Nuevo equipamiento obligatorio y normas urbanas de alcance estatal
El decreto amplía el equipamiento de protección exigido. Los motoristas en vías interurbanas deberán llevar guantes y calzado cerrado que cubra todo el pie; en vías urbanas, el calzado cerrado es igualmente obligatorio.
Los ciclistas profesionales en ciudad y los trabajadores que usen moto, bicicleta o VMP en su actividad laboral deberán llevar casco y chaleco reflectante. Son colectivos con alta exposición diaria que hasta ahora no tenían esta exigencia de forma explícita.

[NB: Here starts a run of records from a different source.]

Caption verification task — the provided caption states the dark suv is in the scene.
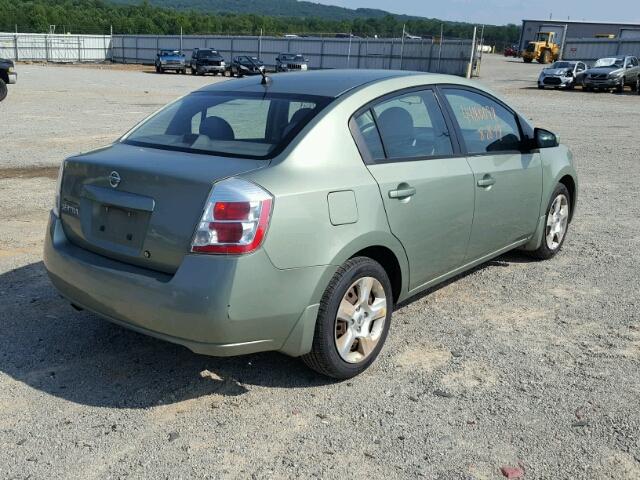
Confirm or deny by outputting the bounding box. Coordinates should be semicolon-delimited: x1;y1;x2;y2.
229;55;264;77
0;58;18;102
190;48;227;75
276;53;309;72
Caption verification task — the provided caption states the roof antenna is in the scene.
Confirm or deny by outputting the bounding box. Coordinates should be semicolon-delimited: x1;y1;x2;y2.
247;56;271;85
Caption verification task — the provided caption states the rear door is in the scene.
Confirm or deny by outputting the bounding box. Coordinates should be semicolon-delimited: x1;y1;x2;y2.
442;86;542;261
351;88;473;290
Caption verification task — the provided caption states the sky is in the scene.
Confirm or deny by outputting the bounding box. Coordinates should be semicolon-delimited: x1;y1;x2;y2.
311;0;640;25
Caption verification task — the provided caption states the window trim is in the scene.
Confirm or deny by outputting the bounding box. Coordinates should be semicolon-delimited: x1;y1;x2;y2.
436;83;531;157
348;84;466;165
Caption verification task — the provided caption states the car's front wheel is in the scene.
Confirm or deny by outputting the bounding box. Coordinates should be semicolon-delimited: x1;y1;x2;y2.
302;257;393;379
530;183;571;260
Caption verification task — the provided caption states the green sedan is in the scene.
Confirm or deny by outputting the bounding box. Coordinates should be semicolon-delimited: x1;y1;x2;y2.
44;70;577;379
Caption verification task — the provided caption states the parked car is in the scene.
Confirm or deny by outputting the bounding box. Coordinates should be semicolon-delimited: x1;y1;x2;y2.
229;55;265;77
0;58;18;102
155;50;187;73
44;70;578;378
504;45;519;57
276;53;309;72
190;48;227;75
583;56;640;93
538;61;587;89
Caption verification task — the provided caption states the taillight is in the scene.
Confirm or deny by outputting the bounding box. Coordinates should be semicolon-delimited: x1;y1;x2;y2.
53;161;64;217
191;178;273;254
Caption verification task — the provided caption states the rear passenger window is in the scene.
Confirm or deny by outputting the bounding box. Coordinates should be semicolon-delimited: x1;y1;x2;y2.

En ciudad, las bicicletas deberán circular preferentemente por el centro del carril, mantener cinco metros de distancia con el vehículo de delante y podrán adelantar tanto por la derecha como por la izquierda. Los ayuntamientos podrán regular zonas de prioridad residencial y caminos escolares seguros, siempre con prioridad absoluta para los peatones en zonas peatonales.
Qué viene ahora
El 1 de octubre de 2026 es la fecha clave para la mayoría de estas medidas, pero el proceso no termina ahí. La obligación del alumbrado permanente en VMP no llegará hasta octubre de 2027, y la habilitación de tramos para motoristas en el arcén dependerá de acuerdos caso a caso entre titulares de vía y Tráfico.
La dirección del cambio es clara: las normas de circulación españolas avanzan hacia una mayor protección de quienes más riesgo asumen en la carretera. Si eso se traduce en una modificación real de la conducta de los conductores —y en una reducción de la siniestralidad— será lo que determine si esta reforma cumple su promesa.